Background. The treatment of cerebral blood circulation disorders remains a pressing issue due to their prevalence in the elderly. Brain tissue ischemia caused by such disorders leads to necrotic and neuroapoptotic changes. To mitigate neuroapoptosis in the ischemic zone during the subacute period of the process, neuroprotectors are used. In recent years, the neuroprotective properties of mesenchymal stromal cells (MSCs) have been actively studied.
Objective. To compare effect of MSCs of different origin and the cell lysate of human MSCs from Wharton's jelly (hWJ-MSC) on neuroapoptotic changes in the hippocampus of the rat brain after ischemia-reperfusion (IR).
Methods. A 20-minute bilateral transient IR of the internal carotid arteries was performed on 165 four-month-old male Wistar rats. Following IR modeling, MSCs derived from hWJ-MSCs, as well as human and rat adipose tissue, were injected intravenously into the femoral vein of the rats. Other groups of rats received intravenous injections of fetal rat fibroblasts and cell lysate from hWJ-MSCs. Only an intravenous injection of physiological solution was administered to the control group of rats. The level of DNA fragmentation in the nuclei of hippocampal neurons on the 7th day after IR was assessed via flow cytometry.
Results. Experimental IR caused a 4.9-fold increase in the level of fragmented DNA in the operated rats compared to the sham-operated animals. The use of MSCs of various origins and hWJ-MSC lysate reduces the intensity of DNA fragmentation in the nuclei of rat hippocampal neurons, with the most pronounced effects observed in groups treated with rat fetal fibroblasts (by 4.8 times), human adipose tissue MSCs (by 2.5 times), and hWJ-MSC cell lysate (by 2 times).
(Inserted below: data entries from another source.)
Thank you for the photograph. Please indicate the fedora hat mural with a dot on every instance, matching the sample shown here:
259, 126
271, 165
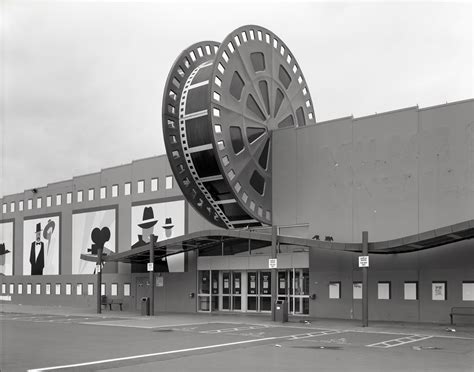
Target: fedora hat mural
3, 250
49, 229
149, 219
168, 224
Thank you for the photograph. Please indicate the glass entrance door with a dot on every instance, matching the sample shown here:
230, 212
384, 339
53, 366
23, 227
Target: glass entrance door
293, 286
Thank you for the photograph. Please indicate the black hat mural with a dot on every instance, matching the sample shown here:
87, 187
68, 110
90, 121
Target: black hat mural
149, 219
168, 224
48, 230
3, 250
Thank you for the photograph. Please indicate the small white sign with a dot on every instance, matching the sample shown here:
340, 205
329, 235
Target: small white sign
363, 261
159, 282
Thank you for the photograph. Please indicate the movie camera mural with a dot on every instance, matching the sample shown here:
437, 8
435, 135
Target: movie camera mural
91, 230
6, 248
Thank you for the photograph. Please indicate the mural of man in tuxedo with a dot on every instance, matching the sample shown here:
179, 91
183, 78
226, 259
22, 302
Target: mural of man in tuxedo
148, 225
37, 253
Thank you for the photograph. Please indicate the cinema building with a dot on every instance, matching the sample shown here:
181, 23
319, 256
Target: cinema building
228, 199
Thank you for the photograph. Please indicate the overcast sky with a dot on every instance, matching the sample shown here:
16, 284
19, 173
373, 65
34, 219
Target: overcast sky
82, 82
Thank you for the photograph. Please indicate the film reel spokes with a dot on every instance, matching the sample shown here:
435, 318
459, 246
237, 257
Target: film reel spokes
236, 98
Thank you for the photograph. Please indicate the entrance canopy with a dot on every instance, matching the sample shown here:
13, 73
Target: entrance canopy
212, 242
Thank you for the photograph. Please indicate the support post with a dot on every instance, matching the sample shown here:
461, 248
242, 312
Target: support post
274, 272
98, 270
151, 276
365, 283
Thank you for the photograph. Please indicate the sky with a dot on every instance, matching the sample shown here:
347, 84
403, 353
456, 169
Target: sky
81, 83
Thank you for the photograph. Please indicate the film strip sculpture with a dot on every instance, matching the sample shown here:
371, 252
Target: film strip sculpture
220, 106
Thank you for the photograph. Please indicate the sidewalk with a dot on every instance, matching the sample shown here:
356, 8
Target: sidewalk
131, 319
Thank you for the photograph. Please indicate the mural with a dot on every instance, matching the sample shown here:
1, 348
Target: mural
41, 246
91, 230
165, 221
6, 248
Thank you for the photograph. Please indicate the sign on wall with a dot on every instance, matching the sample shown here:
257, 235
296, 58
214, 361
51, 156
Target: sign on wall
6, 248
164, 221
90, 230
41, 246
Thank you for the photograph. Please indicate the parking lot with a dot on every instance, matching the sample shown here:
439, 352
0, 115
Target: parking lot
43, 342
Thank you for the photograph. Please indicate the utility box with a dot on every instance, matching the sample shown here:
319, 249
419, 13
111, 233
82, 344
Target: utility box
145, 306
281, 311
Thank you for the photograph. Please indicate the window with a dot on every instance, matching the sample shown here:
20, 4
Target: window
384, 291
126, 289
169, 182
357, 290
154, 184
468, 291
141, 186
411, 291
438, 291
128, 187
334, 289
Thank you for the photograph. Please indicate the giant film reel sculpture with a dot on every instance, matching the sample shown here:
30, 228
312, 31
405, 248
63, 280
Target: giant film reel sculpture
220, 106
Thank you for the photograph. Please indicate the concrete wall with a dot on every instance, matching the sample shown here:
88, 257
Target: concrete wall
451, 263
393, 174
174, 296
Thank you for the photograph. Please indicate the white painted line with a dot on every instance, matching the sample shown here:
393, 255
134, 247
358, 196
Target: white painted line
399, 341
226, 330
159, 353
140, 326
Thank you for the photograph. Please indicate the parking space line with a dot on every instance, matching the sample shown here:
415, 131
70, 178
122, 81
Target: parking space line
226, 330
162, 353
399, 341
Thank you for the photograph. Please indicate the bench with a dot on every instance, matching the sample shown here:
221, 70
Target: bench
108, 302
462, 311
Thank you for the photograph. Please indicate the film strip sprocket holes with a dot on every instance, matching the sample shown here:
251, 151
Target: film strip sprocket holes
228, 107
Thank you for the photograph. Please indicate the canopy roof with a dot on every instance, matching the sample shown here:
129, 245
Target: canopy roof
211, 242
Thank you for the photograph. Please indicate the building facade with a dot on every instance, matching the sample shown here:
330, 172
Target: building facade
392, 174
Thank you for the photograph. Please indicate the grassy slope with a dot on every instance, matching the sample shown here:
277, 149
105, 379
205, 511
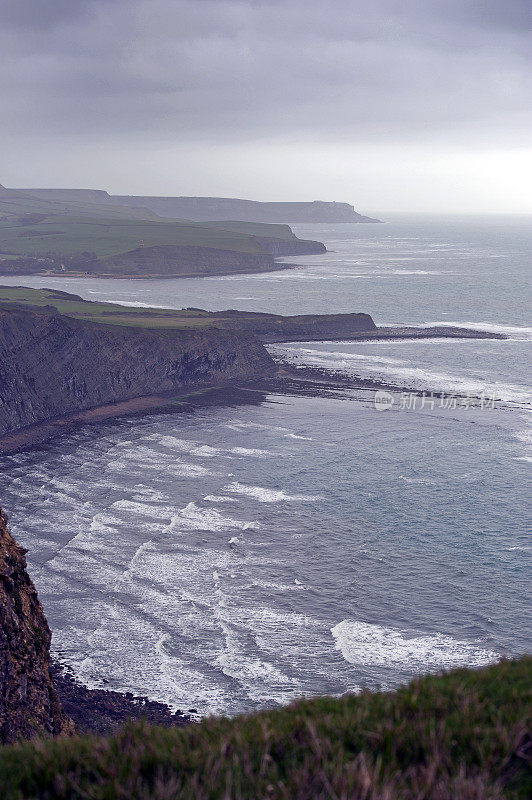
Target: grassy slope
451, 737
110, 313
107, 230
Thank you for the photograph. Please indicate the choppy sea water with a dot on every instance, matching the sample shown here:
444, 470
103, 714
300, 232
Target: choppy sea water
240, 557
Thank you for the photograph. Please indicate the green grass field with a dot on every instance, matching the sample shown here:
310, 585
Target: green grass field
109, 313
35, 227
460, 736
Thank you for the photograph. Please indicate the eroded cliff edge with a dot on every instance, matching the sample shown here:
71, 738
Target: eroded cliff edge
29, 705
52, 365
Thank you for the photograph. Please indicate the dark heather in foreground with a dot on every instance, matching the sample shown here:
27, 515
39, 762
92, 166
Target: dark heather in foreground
464, 735
29, 705
52, 365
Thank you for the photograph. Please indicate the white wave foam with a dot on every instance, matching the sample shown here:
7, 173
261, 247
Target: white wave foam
266, 495
137, 304
192, 517
365, 644
401, 372
515, 332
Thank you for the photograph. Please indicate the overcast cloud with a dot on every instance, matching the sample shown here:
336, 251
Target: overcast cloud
169, 96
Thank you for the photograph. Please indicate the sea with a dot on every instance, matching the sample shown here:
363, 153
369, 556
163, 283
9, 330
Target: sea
243, 556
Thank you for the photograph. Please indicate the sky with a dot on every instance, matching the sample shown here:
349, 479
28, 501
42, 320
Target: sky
408, 105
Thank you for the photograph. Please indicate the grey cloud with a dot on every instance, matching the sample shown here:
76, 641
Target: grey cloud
379, 71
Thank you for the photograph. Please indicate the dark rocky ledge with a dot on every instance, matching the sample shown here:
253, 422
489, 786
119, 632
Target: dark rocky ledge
101, 711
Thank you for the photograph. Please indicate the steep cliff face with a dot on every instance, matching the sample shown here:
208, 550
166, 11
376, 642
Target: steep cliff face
271, 328
290, 247
183, 261
52, 365
229, 208
29, 705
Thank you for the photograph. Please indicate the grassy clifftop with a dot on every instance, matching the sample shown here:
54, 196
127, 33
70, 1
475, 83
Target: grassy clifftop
460, 736
53, 235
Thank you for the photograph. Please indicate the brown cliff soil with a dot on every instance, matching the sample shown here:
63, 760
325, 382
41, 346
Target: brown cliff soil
29, 705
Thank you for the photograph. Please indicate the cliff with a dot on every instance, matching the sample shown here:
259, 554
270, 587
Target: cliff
29, 705
463, 735
227, 208
52, 365
203, 209
300, 328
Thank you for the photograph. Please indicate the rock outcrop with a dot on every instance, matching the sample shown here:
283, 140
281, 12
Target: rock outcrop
29, 705
201, 209
52, 365
205, 209
183, 261
271, 328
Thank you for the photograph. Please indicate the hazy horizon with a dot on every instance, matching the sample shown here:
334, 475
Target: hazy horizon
406, 106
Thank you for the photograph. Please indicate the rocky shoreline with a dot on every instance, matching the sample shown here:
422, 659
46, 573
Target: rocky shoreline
103, 711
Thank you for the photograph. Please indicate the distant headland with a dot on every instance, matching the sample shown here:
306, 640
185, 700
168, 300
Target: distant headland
86, 232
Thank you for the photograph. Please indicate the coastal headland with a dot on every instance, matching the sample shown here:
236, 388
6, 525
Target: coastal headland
65, 361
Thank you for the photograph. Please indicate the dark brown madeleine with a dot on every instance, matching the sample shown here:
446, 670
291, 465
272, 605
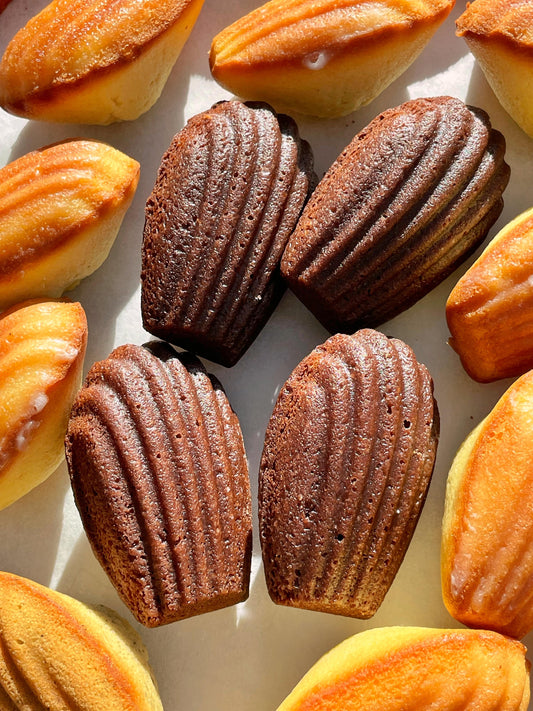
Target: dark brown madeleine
406, 202
228, 194
348, 457
159, 475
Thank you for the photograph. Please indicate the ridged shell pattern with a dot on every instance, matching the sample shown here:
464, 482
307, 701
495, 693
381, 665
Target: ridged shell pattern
413, 194
347, 461
228, 194
160, 479
57, 654
71, 38
487, 550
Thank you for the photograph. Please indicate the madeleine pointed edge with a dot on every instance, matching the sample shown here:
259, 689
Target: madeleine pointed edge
406, 202
498, 33
61, 208
58, 653
42, 347
228, 194
413, 668
321, 57
84, 61
348, 456
160, 479
490, 310
486, 559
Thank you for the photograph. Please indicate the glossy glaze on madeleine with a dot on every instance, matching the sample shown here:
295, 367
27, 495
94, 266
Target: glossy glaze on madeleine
405, 203
228, 194
490, 310
487, 539
42, 346
159, 475
57, 653
94, 61
323, 57
347, 460
61, 208
414, 668
499, 34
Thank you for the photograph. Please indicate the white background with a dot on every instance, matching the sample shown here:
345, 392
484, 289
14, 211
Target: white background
251, 655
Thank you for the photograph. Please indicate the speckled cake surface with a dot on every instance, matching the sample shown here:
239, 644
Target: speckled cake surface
160, 479
348, 456
228, 194
406, 202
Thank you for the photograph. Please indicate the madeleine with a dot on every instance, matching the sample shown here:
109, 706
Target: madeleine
42, 346
86, 61
61, 208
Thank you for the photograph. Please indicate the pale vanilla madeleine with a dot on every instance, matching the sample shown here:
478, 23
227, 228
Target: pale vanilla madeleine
42, 346
490, 310
323, 57
59, 654
94, 61
499, 34
60, 210
487, 538
415, 668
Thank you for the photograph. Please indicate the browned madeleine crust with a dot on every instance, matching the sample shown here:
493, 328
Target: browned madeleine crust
347, 460
86, 61
160, 478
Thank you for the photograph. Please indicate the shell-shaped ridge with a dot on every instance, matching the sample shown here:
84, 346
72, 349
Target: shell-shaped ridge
228, 194
160, 478
348, 456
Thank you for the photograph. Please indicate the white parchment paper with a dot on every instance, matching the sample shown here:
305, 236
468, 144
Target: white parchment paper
250, 656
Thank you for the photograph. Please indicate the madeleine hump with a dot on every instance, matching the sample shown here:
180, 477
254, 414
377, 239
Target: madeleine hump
500, 36
160, 479
228, 194
61, 208
490, 310
487, 551
58, 653
414, 669
94, 61
42, 347
323, 57
348, 457
405, 203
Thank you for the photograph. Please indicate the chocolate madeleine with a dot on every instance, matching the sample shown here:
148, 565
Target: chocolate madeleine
406, 202
348, 456
228, 194
159, 475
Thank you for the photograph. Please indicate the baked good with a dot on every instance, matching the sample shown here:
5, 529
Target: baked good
498, 33
405, 203
487, 557
228, 194
93, 61
57, 653
348, 456
490, 310
159, 475
60, 210
323, 57
414, 668
42, 346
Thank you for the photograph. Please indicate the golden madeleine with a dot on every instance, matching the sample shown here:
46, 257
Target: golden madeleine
499, 34
57, 653
94, 61
42, 346
60, 210
487, 538
490, 310
414, 668
323, 57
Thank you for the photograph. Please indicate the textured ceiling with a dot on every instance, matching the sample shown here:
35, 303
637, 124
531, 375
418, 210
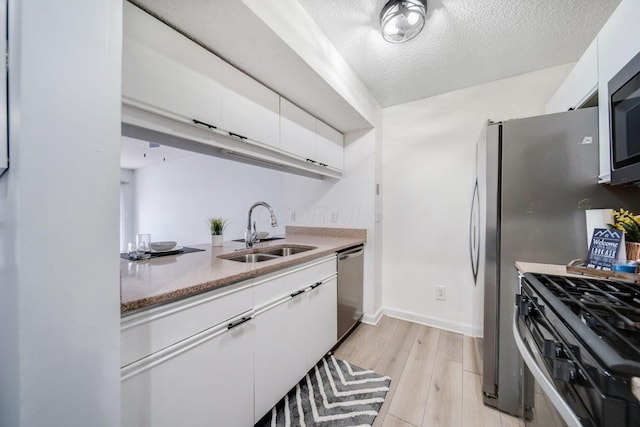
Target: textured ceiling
229, 29
464, 43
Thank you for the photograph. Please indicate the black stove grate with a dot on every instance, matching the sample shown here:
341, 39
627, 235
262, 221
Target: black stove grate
609, 308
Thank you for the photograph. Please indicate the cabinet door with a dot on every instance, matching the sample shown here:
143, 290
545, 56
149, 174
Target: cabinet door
329, 146
618, 42
322, 320
279, 352
204, 380
250, 109
297, 131
167, 86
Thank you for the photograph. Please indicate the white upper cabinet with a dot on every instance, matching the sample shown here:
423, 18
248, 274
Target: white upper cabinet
250, 109
297, 131
329, 146
309, 138
618, 42
167, 76
580, 85
166, 86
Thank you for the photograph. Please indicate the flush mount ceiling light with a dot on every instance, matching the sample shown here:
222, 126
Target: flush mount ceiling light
402, 20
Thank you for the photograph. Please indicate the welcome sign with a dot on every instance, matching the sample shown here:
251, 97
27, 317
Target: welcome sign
604, 248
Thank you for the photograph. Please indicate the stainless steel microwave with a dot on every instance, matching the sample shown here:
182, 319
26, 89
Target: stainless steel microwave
624, 123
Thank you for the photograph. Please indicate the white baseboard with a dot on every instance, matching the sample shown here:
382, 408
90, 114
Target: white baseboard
462, 328
372, 319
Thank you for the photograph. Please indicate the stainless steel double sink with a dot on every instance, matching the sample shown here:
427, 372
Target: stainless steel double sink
266, 254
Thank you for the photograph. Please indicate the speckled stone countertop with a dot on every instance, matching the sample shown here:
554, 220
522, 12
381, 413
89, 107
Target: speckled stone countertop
147, 283
534, 267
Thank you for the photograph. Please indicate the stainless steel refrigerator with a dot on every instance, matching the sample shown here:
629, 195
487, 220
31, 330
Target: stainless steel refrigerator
535, 178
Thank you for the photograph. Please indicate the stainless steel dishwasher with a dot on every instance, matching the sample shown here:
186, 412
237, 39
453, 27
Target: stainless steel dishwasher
350, 273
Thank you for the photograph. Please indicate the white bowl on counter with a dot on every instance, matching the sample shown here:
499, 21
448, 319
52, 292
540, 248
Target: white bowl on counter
163, 246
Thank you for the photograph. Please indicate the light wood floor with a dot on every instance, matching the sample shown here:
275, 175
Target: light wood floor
436, 375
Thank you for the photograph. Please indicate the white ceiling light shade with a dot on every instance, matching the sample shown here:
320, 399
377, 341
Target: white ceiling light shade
402, 20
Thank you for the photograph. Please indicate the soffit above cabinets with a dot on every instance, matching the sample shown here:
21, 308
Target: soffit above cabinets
234, 33
464, 43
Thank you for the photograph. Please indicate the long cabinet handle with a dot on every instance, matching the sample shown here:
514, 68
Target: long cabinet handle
237, 135
198, 122
238, 322
296, 293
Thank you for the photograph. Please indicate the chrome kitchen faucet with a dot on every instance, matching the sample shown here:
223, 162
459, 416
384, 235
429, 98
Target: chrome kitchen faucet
249, 236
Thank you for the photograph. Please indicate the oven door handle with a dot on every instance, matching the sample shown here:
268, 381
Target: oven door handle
554, 397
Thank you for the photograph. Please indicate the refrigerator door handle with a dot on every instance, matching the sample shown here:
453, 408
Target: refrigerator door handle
474, 233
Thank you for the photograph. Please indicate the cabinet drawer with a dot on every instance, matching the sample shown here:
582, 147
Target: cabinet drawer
152, 330
277, 285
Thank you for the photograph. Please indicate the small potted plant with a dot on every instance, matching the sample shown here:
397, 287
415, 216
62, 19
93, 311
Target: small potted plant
630, 224
217, 226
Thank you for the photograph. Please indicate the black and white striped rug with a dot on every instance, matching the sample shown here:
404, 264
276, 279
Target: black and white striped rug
334, 393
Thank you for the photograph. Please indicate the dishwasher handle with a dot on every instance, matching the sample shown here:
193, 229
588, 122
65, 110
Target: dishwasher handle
351, 253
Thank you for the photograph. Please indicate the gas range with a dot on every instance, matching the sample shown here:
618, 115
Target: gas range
586, 333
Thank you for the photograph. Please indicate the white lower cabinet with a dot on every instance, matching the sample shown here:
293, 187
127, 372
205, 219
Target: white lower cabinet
293, 331
204, 380
279, 344
179, 371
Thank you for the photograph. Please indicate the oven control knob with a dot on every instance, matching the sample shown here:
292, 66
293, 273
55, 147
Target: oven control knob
550, 349
564, 370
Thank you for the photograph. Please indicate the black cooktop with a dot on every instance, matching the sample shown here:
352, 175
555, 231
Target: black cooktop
605, 314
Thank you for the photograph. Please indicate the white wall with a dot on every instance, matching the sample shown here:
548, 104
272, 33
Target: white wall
352, 199
428, 161
174, 199
59, 293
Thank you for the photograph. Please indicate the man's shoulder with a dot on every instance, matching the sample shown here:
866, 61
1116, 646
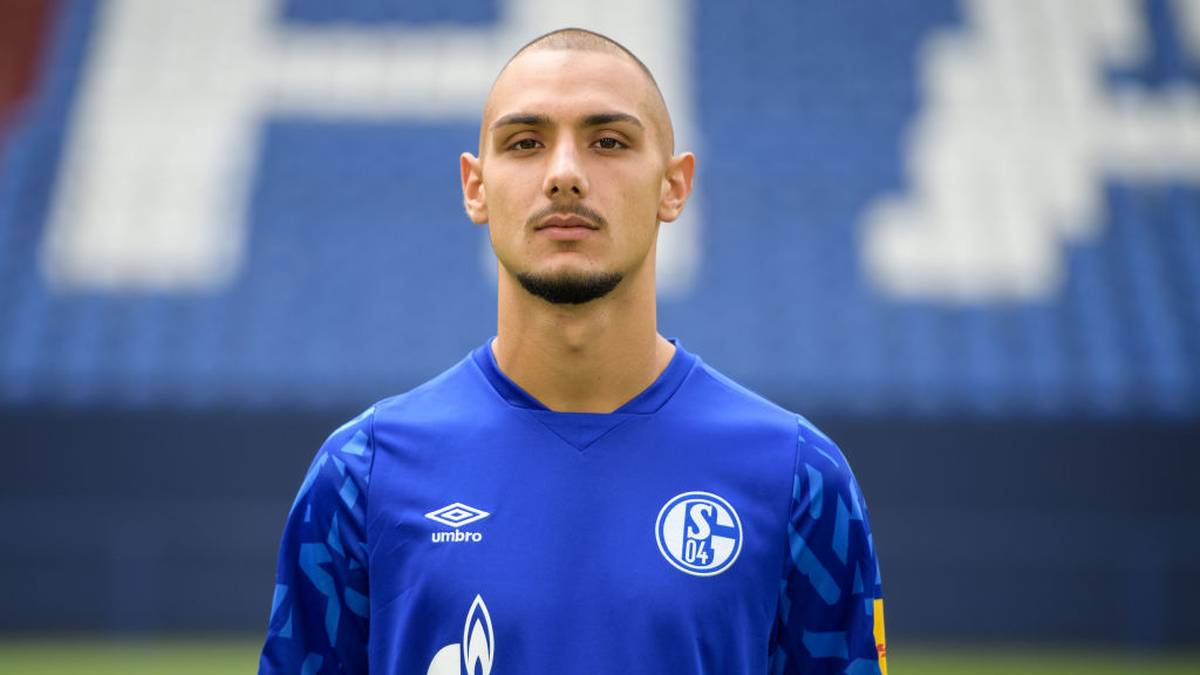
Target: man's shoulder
720, 393
726, 400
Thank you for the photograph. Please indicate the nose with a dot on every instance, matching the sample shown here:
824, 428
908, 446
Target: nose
564, 175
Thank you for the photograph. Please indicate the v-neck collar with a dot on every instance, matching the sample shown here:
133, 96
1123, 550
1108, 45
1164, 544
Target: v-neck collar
581, 429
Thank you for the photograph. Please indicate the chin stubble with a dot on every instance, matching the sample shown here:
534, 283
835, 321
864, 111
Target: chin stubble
569, 290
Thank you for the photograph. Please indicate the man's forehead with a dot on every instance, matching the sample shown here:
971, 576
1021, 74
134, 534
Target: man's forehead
567, 78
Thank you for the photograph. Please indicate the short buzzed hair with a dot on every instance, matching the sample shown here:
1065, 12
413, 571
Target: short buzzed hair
586, 41
583, 40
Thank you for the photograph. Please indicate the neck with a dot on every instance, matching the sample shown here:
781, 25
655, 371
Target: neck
592, 357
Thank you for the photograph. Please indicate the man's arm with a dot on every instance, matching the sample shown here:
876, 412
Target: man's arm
831, 607
319, 614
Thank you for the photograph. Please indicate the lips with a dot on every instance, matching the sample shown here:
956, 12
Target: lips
565, 222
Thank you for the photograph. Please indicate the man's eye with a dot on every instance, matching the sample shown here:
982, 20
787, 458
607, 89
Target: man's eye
610, 143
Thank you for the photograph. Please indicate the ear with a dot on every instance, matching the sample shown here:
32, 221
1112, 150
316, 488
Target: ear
473, 196
676, 185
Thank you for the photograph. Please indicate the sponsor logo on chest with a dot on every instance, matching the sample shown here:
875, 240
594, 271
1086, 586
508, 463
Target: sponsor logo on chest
456, 515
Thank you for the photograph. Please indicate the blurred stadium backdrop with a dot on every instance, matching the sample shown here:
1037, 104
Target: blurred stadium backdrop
963, 236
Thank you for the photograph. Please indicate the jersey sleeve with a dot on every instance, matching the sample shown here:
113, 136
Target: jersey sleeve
319, 613
831, 608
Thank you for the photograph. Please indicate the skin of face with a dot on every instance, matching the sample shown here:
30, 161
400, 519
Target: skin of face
577, 132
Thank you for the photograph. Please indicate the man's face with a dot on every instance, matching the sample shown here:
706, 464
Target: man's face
573, 171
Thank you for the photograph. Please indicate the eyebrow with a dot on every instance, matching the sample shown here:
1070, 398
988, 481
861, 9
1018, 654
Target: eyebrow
597, 119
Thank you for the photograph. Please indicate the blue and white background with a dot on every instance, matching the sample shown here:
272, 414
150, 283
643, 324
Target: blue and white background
963, 233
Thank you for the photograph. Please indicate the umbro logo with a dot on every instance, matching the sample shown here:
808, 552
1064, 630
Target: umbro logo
456, 515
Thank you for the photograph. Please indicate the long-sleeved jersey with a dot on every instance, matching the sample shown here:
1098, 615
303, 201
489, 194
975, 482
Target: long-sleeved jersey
463, 527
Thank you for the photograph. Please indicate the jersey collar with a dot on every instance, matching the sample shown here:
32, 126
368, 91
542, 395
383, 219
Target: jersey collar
648, 401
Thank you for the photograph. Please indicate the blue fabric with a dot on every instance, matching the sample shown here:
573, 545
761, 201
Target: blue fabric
677, 535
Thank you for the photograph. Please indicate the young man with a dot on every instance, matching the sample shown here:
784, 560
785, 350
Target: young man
579, 494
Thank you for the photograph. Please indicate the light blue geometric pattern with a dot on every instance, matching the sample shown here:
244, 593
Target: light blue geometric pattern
335, 539
808, 565
311, 557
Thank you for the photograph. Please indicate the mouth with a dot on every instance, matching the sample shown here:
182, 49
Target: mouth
565, 222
Conclusions. A persistent focus of necrotic and apoptotic death of neurons in the hippocampus of rats is formed after experimental 20-minute IR of rats' brain, as evidenced by increased levels of fragmented DNA. Intravenous transplantation of MSCs of various origin and cell lysate from hWJ-MSC demonstrated a significant effect in the IR model: neurodestruction and neuroapoptosis at the area of the ischemic brain damage get less intensive. MSCs derived from human adipose tissue demonstrated superior neuroprotective potential compared to rat adipose tissue MSCs in the IR model of the rat brain.